Zinc Oxide-Based Piezoelectric Pressure Sensor

TL;DR

This paper explores the use of zinc oxide (ZnO) in piezoelectric pressure sensors, demonstrating linear response characteristics through finite element simulations, and compares its performance with other piezoelectric materials.

Contribution

It introduces a simulation-based approach for designing ZnO-based piezoelectric sensors and compares ZnO's properties with other materials for pressure sensing applications.

Findings

Displacement and voltage vary linearly with applied pressure.

Simulation results are consistent with other piezoelectric materials.

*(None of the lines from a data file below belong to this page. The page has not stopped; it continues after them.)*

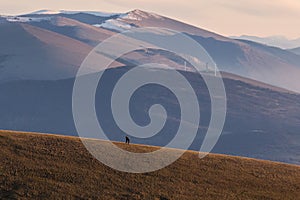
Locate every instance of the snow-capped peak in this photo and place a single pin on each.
(52, 12)
(138, 15)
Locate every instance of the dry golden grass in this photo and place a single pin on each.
(39, 166)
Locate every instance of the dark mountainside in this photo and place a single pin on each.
(256, 124)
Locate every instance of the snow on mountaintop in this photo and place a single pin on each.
(52, 12)
(114, 24)
(139, 15)
(26, 19)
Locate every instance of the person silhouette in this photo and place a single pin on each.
(127, 140)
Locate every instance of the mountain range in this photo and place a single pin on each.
(42, 51)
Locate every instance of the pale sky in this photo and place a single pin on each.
(226, 17)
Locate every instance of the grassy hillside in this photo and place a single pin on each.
(38, 166)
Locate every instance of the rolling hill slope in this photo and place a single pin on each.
(38, 166)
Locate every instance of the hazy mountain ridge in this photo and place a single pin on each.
(40, 57)
(239, 57)
(276, 41)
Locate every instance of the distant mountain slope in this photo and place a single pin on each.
(37, 166)
(74, 29)
(262, 121)
(270, 65)
(28, 52)
(296, 51)
(276, 41)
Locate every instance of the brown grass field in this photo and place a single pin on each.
(41, 166)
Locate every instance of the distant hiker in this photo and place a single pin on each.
(127, 140)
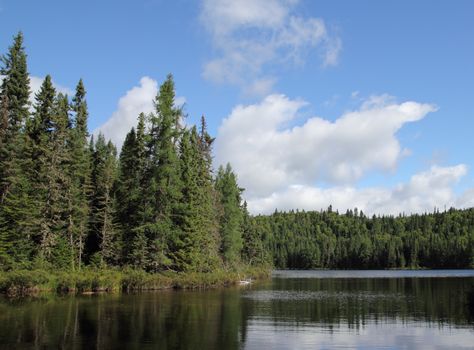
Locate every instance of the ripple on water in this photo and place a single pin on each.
(301, 295)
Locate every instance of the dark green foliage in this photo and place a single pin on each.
(231, 216)
(67, 201)
(15, 88)
(197, 247)
(80, 174)
(103, 243)
(329, 240)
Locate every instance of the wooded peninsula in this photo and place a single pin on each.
(76, 214)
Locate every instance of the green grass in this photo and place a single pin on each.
(28, 282)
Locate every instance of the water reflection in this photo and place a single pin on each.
(285, 313)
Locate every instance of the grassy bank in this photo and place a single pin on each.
(27, 282)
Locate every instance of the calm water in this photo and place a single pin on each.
(295, 310)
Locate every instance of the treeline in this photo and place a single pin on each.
(68, 200)
(326, 239)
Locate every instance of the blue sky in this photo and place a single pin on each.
(305, 65)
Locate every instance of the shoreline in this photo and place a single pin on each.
(23, 283)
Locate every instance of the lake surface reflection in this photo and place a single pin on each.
(295, 310)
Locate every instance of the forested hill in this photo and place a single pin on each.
(69, 200)
(330, 240)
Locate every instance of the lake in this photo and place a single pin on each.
(294, 310)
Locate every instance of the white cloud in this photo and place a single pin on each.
(422, 193)
(248, 35)
(35, 85)
(136, 100)
(338, 152)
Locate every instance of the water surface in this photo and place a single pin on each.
(293, 310)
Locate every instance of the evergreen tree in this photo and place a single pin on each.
(15, 87)
(231, 214)
(103, 242)
(197, 247)
(129, 190)
(253, 251)
(80, 173)
(162, 203)
(39, 130)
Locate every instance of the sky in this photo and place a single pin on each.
(366, 104)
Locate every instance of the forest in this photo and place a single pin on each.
(69, 199)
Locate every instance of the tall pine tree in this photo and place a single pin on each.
(230, 214)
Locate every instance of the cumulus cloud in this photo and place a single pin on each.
(36, 82)
(423, 192)
(138, 99)
(338, 152)
(251, 34)
(35, 85)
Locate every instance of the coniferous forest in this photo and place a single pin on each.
(70, 200)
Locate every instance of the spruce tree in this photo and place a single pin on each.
(80, 173)
(162, 203)
(40, 130)
(198, 246)
(103, 242)
(129, 191)
(230, 214)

The approach aids in optimizing sensor sensitivity and performance.

Abstract

This paper reports the application of zinc oxide (ZnO) in the pressure sensors that can be integrated with a microelectromechanical system (MEMS). ZnO is one of the materials that has received a great deal of attention due to its unique properties of being a semiconductor with wide bandgap and piezoelectric effects. The simpler crystal growth mechanisms of ZnO have resulted in a lower cost of ZnO-based sensors. Different types of pressure sensors based on ZnO sensing elements have also been explored. A thin circular ZnO film was simulated as a piezoelectric sensor employing the finite element method in COMSOL. The pressure applied on the thin film surface was varied and a boundary point probe was used to study the displacement field and voltage at the center of the membrane. The displacement field and voltage induced by pressure vary linearly with increasing pressure on the ZnO layer. Also. the method used in this paper was applied to different piezoelectric materials, such as barium titanate (BaTiO3), polyvinylidene fluoride (PVDF), and gallium arsenide (GaAs) that were studied by other groups, and similar conclusions were made. These simulations can be used in the design of piezoelectric sensors and the optimization of the sensitivity and performance of the materials used in pressure sensor applications.